#114 - Counting block combinations I

in Project Euler on 35%

A row measuring seven units in length has red blocks with a minimum length of three units placed on it, such that any two red blocks (which are allowed to be different lengths) are separated by at least one grey square. There are exactly seventeen ways of doing this.

p114

How many ways can a row measuring fifty units in length be filled?

Although the example does not lend itself to the possibility, in general it is permitted to mix block sizes. For example, on a row measuring eight units in length you could use red (3), grey (1), and red (4).

This type of problem screams dynamic programming. Why DP? If you were to go about this normally, you first place one red block somewhere on the row. Of the black units remaining, how many ways can you put red blocks on the remaining black tiles? This is where it would be handy if you had the previous value to look up.

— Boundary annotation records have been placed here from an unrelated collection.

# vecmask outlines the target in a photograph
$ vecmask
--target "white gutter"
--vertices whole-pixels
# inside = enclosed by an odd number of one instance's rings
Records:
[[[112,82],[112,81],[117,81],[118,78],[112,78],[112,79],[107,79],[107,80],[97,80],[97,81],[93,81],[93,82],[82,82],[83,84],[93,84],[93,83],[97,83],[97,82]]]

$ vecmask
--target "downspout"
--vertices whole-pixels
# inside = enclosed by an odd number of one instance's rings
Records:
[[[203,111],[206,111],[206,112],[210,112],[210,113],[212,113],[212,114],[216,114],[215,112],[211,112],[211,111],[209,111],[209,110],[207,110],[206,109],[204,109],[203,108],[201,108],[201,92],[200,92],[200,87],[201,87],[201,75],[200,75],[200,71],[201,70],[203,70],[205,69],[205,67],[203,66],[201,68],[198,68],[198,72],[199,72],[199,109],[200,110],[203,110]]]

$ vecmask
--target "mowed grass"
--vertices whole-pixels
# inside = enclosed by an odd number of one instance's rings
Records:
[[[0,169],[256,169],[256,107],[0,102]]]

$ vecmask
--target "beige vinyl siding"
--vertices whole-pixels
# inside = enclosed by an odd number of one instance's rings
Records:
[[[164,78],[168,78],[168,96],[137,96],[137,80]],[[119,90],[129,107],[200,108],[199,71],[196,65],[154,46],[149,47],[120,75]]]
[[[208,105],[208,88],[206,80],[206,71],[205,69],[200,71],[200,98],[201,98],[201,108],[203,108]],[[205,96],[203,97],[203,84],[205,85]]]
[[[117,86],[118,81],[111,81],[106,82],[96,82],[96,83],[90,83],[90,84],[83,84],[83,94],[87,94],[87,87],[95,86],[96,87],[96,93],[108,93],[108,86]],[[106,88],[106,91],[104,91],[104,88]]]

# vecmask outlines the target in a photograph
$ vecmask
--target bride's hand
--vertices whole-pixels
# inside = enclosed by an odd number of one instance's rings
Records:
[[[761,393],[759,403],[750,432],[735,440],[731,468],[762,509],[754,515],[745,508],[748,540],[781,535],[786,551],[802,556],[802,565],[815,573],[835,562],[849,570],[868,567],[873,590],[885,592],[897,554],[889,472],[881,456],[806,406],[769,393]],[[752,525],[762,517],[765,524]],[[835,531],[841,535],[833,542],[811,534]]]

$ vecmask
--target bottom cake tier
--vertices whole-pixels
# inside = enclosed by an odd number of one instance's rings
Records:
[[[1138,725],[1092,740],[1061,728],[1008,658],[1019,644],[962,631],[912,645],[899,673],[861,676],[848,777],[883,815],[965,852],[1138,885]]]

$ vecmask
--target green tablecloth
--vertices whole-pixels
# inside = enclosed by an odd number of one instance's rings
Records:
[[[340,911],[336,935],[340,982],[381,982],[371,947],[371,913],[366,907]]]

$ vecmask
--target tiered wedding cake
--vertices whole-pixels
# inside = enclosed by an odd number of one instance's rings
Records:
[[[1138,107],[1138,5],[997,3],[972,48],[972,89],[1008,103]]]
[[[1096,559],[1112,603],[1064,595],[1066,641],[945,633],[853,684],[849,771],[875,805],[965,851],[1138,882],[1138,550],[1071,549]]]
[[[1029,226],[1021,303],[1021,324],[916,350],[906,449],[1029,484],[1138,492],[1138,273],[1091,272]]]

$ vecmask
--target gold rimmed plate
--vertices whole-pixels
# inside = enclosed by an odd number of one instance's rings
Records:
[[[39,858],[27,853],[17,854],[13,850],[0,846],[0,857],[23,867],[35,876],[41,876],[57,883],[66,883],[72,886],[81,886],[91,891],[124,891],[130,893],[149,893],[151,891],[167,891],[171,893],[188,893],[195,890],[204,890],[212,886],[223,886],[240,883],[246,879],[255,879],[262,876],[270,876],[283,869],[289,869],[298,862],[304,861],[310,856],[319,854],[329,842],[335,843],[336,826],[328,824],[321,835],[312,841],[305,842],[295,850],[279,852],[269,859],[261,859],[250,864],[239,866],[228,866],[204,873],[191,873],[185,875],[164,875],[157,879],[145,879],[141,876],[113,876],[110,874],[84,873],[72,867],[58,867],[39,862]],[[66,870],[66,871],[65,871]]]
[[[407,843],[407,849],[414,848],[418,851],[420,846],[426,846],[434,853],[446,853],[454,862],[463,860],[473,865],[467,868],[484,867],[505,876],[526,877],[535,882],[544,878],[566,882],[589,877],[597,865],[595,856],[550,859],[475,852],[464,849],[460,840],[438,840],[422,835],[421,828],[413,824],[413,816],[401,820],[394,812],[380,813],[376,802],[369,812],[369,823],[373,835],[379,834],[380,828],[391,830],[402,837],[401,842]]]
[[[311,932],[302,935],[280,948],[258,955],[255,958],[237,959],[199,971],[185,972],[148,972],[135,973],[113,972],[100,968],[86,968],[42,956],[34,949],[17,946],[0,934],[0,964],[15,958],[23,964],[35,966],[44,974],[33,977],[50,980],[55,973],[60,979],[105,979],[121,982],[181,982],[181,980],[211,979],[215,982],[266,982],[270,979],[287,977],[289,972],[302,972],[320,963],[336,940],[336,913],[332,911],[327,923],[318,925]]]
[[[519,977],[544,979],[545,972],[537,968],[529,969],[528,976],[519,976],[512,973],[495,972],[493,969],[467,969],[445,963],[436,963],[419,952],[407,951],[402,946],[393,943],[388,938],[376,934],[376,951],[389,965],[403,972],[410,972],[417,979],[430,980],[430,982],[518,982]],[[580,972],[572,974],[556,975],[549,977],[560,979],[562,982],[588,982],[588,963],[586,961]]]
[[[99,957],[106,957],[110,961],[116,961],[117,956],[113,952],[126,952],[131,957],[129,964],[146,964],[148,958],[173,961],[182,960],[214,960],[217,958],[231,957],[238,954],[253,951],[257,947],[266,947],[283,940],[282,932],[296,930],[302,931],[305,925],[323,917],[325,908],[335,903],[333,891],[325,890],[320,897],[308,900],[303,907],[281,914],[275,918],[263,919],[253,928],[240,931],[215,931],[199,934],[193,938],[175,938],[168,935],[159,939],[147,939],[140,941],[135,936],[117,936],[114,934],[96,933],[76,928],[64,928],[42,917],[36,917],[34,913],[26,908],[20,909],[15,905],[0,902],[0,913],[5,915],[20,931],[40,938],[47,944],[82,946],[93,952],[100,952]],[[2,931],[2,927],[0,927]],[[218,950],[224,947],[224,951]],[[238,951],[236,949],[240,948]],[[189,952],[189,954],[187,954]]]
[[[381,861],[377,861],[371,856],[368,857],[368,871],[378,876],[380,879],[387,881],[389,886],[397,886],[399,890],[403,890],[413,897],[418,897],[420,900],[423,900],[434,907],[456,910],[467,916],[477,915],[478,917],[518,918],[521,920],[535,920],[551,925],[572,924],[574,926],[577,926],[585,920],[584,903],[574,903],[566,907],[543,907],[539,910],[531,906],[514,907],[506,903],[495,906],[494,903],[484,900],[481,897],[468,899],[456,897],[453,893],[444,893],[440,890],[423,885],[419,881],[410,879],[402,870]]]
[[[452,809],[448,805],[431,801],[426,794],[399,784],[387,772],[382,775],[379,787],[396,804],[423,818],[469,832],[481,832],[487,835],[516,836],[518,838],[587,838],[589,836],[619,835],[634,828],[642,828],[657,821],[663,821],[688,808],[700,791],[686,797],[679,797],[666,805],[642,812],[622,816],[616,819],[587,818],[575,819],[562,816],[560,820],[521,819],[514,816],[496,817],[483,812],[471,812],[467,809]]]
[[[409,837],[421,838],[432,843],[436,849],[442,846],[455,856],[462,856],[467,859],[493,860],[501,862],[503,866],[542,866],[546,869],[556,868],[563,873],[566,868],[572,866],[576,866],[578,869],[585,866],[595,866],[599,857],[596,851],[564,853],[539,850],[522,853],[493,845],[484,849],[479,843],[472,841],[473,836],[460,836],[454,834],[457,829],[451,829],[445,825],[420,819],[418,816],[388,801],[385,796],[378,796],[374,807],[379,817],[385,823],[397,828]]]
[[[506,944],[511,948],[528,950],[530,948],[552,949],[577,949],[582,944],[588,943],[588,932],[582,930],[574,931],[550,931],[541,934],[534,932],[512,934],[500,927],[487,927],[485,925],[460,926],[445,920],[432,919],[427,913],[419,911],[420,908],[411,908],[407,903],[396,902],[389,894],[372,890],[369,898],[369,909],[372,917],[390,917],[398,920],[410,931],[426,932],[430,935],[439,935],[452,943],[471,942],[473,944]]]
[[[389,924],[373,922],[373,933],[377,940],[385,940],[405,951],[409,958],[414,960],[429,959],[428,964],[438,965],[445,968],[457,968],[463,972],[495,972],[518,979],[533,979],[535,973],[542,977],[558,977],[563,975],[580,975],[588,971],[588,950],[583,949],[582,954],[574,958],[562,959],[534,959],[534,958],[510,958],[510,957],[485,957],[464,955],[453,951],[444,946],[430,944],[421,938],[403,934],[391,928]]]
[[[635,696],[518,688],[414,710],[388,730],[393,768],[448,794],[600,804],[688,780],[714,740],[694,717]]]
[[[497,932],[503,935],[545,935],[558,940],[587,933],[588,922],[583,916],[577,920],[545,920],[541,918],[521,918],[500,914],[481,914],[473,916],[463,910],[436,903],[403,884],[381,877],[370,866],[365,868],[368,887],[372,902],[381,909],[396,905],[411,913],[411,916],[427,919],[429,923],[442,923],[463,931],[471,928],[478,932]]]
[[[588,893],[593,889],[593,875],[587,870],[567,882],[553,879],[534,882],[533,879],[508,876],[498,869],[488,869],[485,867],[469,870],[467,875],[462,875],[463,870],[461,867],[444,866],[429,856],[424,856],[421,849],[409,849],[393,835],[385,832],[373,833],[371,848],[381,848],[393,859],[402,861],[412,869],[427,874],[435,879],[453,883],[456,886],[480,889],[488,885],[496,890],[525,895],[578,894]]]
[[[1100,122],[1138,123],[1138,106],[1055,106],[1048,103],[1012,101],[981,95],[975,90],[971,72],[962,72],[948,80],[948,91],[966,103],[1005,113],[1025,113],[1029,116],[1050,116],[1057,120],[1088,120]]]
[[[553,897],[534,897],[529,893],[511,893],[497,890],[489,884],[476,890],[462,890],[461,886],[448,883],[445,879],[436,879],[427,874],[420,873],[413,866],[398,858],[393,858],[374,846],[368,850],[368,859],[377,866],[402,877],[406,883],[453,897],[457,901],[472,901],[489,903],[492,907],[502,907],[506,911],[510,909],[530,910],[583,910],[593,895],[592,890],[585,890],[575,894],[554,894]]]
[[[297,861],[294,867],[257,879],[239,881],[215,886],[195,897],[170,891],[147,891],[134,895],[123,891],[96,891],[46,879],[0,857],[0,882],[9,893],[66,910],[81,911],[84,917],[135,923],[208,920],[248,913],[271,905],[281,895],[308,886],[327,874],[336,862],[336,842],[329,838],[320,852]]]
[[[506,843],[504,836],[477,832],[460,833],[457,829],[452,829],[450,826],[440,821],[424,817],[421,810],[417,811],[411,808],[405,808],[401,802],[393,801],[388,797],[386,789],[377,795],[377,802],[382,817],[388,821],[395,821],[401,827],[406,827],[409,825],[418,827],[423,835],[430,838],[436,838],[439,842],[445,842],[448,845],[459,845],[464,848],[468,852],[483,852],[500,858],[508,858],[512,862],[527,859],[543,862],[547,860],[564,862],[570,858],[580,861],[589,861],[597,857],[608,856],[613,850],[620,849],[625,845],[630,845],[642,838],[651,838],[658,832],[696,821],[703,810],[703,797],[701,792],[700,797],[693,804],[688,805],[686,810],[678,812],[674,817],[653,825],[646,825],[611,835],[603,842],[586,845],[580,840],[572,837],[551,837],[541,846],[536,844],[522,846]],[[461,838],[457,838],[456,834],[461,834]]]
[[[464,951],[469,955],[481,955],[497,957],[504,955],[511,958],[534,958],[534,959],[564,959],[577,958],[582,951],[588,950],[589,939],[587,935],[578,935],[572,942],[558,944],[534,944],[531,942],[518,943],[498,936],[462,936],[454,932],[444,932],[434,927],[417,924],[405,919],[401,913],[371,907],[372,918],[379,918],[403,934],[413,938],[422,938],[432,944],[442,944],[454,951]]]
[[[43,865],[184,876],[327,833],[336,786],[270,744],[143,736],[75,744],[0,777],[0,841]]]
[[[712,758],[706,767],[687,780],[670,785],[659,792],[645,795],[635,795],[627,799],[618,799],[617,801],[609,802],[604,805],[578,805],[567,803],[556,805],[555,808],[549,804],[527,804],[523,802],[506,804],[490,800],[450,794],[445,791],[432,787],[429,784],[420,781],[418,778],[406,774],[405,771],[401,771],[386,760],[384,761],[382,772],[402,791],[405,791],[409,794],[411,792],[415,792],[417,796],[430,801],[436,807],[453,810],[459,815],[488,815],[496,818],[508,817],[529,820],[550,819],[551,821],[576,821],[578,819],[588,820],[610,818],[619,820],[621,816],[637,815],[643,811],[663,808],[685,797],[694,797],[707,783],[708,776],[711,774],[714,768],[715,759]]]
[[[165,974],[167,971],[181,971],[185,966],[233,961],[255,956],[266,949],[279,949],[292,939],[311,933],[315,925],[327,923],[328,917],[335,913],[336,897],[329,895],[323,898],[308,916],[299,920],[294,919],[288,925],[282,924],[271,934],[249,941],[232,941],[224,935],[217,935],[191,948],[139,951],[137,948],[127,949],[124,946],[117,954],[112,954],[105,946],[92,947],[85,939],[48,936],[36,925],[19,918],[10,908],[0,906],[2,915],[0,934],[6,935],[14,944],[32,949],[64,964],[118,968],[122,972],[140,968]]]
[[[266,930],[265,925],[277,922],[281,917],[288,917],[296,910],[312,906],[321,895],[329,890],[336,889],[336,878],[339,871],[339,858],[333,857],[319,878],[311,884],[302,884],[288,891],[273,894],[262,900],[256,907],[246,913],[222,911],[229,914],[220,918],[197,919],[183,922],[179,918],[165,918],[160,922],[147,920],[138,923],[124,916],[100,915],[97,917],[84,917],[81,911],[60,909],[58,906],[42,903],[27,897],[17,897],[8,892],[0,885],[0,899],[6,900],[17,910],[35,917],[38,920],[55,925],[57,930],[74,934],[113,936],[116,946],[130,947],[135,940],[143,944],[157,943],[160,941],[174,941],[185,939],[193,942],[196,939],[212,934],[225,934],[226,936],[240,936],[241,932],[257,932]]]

How about configurations that are symmetric (such as the red (3), gray (1), and red (3) above)? To avoid double counting, we will only worry about the number of ways of placing blocks in the black tiles to the left of the placed red block.

To summarize,

  • Choose a red block length $\ell_r$. Let the length of the row be $n$.
  • Slide the red block across the row until the end. This is exactly $n-\ell_r + 1$ steps.
  • For each position $i$ (0-indexed), take the number of valid black tiles to the left, and look up how many ways are there for that amount of tiles to be filled. Under this problem, there needs to be a gap of one, so the number of valid tiles is $i-1$. We also need to add 1 to count the configuration of all black tiles

Our dynamic programming equation is,

\(F(n) = \begin{cases} 1 & n < 3 \\ \displaystyle\sum_{r=3}^n\sum_{i=0}^{n-r}F(n-1) + 1 & n \geq 3 \end{cases}\) Again, I’m using numpy’s advanced indexing features.

# file: "problem114.py"
targetN = 50
nVals = np.zeros(targetN+2, dtype=np.int64)
# -1,0,1,2 are all 1
nVals[0] = 1
# Start from n = 3, and find values up to target
for n in range(0, targetN+1):
    configs = 0
    # From the smallest red block (3) to the largest
    # (n), move it across and find the number of
    # configurations you can put in the remaining
    # usable black blocks
    for redSize in range(3, n+1):
        blackSizes = np.arange(-1, n - redSize)
        # Sum the values at those locations
        # Add 1
        configs += np.sum(nVals[blackSizes + 1])
    # Add 1 to final count because of all black
    nVals[n + 1] = configs + 1

print(nVals[-1])

Running this short loop results in,

16475640049
0.022253200000000084 seconds.

Thus, there are 16475640049 ways to fill a row measuring 50 units long.